Perfetti sconosciuti [recensione film]

Perfetti sconosciuti è uno di quei film che vale la pena di vedere perché mostra quanto possa essere fragile il castello di certezze che ognuno tenta di costruire nella propria vita.

Questa commedia corale diretta da Paolo Genovese, ambientata a Roma e uscita nei giorni scorsi nelle sale italiane, narra il disorientamento dell’Italia attuale, nella quale si celano dubbi e desideri che devono – o dovrebbero – rimanere segreti.

Il rituale della cena tra amici è l’espediente narrativo per mettere in scena l’apparente verità di vite che scorrono tra lavoro e rapporti sentimentali più o meno stabili.

Sette amici (anagraficamente attorno alla mezza età) si ritrovano, dunque, per una cena a casa di Rocco (Marco Giallini) ed Eva (Kasia Smutniack), due liberi professionisti appartenenti alla borghesia.

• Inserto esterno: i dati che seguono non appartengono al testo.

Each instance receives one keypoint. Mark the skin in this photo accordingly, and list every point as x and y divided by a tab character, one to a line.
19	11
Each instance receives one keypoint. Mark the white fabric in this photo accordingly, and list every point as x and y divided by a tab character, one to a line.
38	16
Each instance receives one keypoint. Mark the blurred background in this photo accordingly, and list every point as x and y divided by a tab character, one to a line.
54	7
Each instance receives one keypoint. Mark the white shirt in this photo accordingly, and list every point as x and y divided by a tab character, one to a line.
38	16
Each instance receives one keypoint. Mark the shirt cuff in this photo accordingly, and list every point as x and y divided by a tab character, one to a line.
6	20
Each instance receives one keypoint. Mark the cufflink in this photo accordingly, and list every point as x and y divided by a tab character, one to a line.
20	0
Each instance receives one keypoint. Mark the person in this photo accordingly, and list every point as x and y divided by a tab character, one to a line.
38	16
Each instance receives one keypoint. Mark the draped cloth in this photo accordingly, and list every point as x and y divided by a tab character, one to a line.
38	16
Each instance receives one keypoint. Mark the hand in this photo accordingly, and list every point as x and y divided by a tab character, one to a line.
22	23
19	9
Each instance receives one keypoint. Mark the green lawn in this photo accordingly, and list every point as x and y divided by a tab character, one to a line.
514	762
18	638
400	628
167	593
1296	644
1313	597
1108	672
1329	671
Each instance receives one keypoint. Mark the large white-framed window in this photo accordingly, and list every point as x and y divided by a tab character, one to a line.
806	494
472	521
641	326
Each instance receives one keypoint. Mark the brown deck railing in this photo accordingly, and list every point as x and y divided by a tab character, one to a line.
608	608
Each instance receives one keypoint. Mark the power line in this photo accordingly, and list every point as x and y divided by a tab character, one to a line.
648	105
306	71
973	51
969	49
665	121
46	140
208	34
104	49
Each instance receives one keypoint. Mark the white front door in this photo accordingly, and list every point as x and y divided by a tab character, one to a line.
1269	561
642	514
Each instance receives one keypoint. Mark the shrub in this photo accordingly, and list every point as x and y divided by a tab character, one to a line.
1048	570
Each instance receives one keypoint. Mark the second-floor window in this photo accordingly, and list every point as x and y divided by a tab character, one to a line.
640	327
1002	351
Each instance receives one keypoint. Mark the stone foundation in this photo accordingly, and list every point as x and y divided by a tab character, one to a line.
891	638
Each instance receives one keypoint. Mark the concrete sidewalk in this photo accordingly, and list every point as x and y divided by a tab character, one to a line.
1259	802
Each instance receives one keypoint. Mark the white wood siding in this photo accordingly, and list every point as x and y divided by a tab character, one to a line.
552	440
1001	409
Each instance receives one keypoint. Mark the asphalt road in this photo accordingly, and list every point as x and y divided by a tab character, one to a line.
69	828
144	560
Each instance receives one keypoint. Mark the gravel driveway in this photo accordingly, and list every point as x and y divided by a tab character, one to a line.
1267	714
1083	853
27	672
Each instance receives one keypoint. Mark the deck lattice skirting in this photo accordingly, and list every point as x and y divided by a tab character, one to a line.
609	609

Le altre due coppie sono Cosimo (Edoardo Leo) e Bianca (Alba Rohrwacher), Lele (Valerio Mastandrea) e Carlotta (Anna Foglietta), c’è poi Peppe (Giuseppe Battiston) che arriva da solo alla cena, ma ufficialmente è fidanzato, da poco tempo, con Lucilla, che non è potuta venire alla cena per via di un attacco di febbre (Peppe giustifica così la sua assenza).

Nella parte iniziale, il film fornisce alcuni pregevoli scambi di battute e in alcune scene si ride di gusto, come nelle riunioni fra amici che si conoscono da molto tempo.

E fra amici, giocare è piacevole. E così, per scherzare (ma forse non troppo) Eva propone di mettere sul tavolo lo smartphone di ogni partecipante alla cena e di rendere pubbliche tutte le comunicazioni che nel corso della serata arriveranno sullo smartphone di ognuno: ciò significa rispondere in viva voce alle telefonate, leggere ad alta voce i messaggi inviati e ricevuti, mostrare le immagini e i video che vengono inviati e ricevuti.

“La scatola nera delle nostre vite” – come viene definito lo smartphone durante il film –  diventa così la porta di accesso per entrare in un mondo di tradimenti, segreti, identità sessuali fluide, bugie, rivelazioni, con una sceneggiatura che nella parte centrale del film vira dal genere della commedia a quello drammatico, facendo uscire allo scoperto l’anima di persone in crisi con la propria interiorità e con il proprio partner.

Quello che all’apparenza sembrava un gioco divertente, si trasforma in un gioco al massacro morale di tutti i protagonisti.

Dopo aver mantenuto ritmo per gran parte del film, la storia scivola infine verso un finale buonista e consolatorio: la tensione accumulata fra i personaggi scende e gli scheletri usciti dall’armadio vengono spinti verso un “volemose comunque bene” che chiude il film.

Una commedia all’italiana lucida, divertente e amara allo stesso tempo, peccato per il calo nella parte finale.